Click images to view art supply details or to purchase.
Other peerless watercolor options
Before I finish with you here, I wanted to embed below, a playlist I made to show how others on youtube, have made a Peerless watercolor palette and other storage solutions for them. It may just give you ideas for what suits you best. I love what I’ve made because it is best for my lifestyle but do what works for you.
I hope you’ve enjoyed my Peerless watercolor palette video tutorial today and my introduction to it. I’ve enjoyed sharing it with you and look forward to hearing if I’ve been able to help you decide how it might suit you! Leave me a comment below. I’d love to hear from you!
You are loved. x
May 24, 2015 @ 6:43 am
This is an amazing tutorial. I truly enjoy watching you create on your bible weekly, and getting to know you a little bit at a time through your testimony and stories. I am looking forward to joining you in the Challenge.
If you could suggest the ONE product that I should definitely have in my collection that I could use to follow along with you, which one should it be (first)?
1. Watercolor pencils
2. Peerless watercolor swatches
4. Other …
Take care love.
Rebekah R Jones
May 26, 2015 @ 9:06 pm
You are sweet. Thanks. Oh boy… to choose a favorite. I’d say if you’re limited in supplies, Gelatos will do multiple things and are most versatile of all the options you mentioned. But really, own them all in time. 😉 They are all so nice!
May 27, 2015 @ 2:51 am
I’m glad you explained about the magazine and how you were unable to post this until now. I saw someone make a very similar booklet and thought it was a great idea. This was some time ago but not before your magazine spread came out. At first I thought you had copied her and didn’t give her credit. So now that you have explained in this post, I realize it was probably the other way around. Anyway, it is really a great way to store and use your set and so very functional. I will be copying your idea and appreciate so much the download that you made available.
Rebekah R Jones
May 27, 2015 @ 12:25 pm
There are so many ways and ideas for making a palette for Peerless watercolor that I’d also struggle to give any particular person credit. This is not a new idea but certainly my take on it and anyone is welcome to take my tutorial as a help for themselves. 🙂 Have fun making yours!
May 28, 2015 @ 2:25 pm
Thanks for this tutorial. I have some of these peerless watercolors and had forgotten all about them!
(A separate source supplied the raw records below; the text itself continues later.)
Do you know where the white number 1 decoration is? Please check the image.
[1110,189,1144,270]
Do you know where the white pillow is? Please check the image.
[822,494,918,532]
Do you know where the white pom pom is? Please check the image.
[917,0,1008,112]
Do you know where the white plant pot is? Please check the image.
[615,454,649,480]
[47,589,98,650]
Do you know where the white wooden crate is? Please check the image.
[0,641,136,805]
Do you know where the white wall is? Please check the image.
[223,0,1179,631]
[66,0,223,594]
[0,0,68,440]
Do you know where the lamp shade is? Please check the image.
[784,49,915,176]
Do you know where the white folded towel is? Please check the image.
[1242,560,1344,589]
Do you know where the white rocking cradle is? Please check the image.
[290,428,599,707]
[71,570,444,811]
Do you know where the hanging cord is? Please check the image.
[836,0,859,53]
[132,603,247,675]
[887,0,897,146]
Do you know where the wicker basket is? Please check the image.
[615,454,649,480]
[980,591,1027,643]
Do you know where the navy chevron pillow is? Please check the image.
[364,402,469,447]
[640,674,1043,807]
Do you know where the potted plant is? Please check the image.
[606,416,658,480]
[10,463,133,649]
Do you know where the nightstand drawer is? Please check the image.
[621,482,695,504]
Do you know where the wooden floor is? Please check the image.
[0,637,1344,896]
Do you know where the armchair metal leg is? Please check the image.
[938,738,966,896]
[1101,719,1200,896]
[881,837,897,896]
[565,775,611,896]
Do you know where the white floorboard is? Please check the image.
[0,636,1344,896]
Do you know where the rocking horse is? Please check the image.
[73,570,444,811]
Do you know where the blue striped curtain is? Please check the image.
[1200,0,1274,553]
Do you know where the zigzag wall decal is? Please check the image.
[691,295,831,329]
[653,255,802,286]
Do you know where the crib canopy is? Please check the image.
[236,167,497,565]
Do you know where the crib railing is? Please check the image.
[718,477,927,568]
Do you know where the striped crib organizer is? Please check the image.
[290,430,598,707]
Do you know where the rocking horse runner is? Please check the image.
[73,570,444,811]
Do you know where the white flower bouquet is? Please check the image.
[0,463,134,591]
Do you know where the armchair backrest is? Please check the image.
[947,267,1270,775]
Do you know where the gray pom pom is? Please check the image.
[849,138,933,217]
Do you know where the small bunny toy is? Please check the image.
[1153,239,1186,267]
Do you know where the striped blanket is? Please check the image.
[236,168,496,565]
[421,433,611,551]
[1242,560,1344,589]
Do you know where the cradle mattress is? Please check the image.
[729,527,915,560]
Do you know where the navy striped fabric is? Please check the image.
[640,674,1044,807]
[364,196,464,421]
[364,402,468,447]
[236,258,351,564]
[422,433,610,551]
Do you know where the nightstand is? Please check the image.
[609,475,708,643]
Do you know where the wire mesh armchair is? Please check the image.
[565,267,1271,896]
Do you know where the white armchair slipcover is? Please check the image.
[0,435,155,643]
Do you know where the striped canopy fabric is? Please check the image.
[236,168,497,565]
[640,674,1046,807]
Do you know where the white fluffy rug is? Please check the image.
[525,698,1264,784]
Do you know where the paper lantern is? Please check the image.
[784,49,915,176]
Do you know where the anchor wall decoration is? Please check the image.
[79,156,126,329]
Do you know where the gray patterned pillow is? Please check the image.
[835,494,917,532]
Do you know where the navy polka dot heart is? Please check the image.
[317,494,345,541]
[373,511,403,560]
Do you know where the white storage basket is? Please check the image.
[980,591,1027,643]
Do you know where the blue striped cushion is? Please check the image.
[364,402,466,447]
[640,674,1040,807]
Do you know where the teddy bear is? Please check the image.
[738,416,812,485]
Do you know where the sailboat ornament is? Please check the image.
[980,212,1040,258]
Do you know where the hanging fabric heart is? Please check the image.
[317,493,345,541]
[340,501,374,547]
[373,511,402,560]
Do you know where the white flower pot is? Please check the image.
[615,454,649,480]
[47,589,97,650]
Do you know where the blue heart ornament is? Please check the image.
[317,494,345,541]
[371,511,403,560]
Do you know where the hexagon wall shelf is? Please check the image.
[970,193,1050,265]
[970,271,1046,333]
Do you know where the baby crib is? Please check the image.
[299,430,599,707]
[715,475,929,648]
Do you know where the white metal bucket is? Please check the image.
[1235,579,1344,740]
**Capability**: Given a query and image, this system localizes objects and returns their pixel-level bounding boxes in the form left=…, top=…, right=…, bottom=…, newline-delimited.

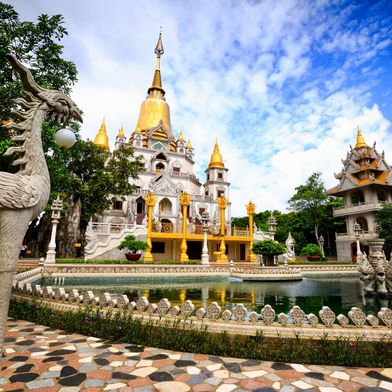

Time to get them out and make something pretty! I haven’t had the nerve to paint in a Bible yet, but while I was watching this I had the idea of finding an old dictionary with similar thin pages at a thrift store or garage sale and do some sample art on that for practice and confidence building.
Apr 18, 2016 @ 5:50 am
This is an amazing tutorial.You clearly put a lot of time and effort into it and I, for one, appreciate that a lot! I made my own Peerless Palette that, while very cute, did not turn out to be functional. I used sheets of transparent plastic intended for slides. There are 24 pockets on each sheet. I cut out 1.5 x 1.5 pieces of Peerless and mounted them on a slightly larger piece of heavyweight paper. I wrote the name of the color on the bottom and a sample paint strip of the color on the top, with the sample part sticking out of the window.
I am sure you already recognize the problem! I have to pull the piece up out of the window to use it, in and of itself not a problem. But then each has to dry thoroughly before it can be pushed back down into the pocket.
So I am starting anew and using your idea, which is much better than mine. Thank you for taking so much time to give instructions and including a video. I love crafting!!!